Not that I fear a wrong word will start a war. Bard hoped he, Thranduil, and Dáin were beyond that; the Battle of Five Armies taught that they were better friends than foes, and the lesson would not soon be forgotten. But Bard was more aware now that missteps on his part could cost Dale in custom and good will. And the image of the survivors of Laketown huddled cold and destitute on the shores of Long Lake as the ashes of their homes sank into the water beside the agent of their ruin wasn't so fresh in his mind, making him brave, almost insolent, in treating with his fellow leaders, theoretically his peers in rank but in actuality his superiors in experience.

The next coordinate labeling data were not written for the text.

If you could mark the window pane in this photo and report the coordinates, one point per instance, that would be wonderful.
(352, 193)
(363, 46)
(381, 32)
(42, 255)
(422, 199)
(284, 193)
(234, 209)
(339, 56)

So, Bard pored over Dale's accounts, trying to learn the needs of his realm inside and out. It helped that the greater part of Dale's expenses was still financed by the crown's gold in the form of subsidies for agriculture and infrastructure. Though, Bard realized, he'd eventually have to hire an Alfrid or two of his own, preferably more honest, as Dale's internal market grew, food exports to Erebor rose, and imported luxuries, like silks from Far Harad or the hundreds of white and rosy pearls from Belfalas received by the town jewelers not four days ago, made Dale a major center for trade.

He groaned thinking of the interviews he must hold and nearly put his head back down onto his desk. Bard's petitioners seemed to be either determined to see him living in as much wealth as Smaug, his sensibilities be damned, or deferential to the point that carrying on a conversation was as painful as pulling an arrow out of his arm, a comparison Bard could personally attest to. He liked speech with the builders and crofters he met on his rounds best, men too occupied to dwell on his kingship.

Finally, shaking his head at his woolgathering, Bard reached for the brief on the latest census—a report of Dale's increasing population sorted by family, gender, age, and vocation tallied and in fact taken by Bain. Sigrid would soon return, too, ready to enforce the schedule she'd set for him tonight. Bard had wasted enough time. Resolute, he began reading.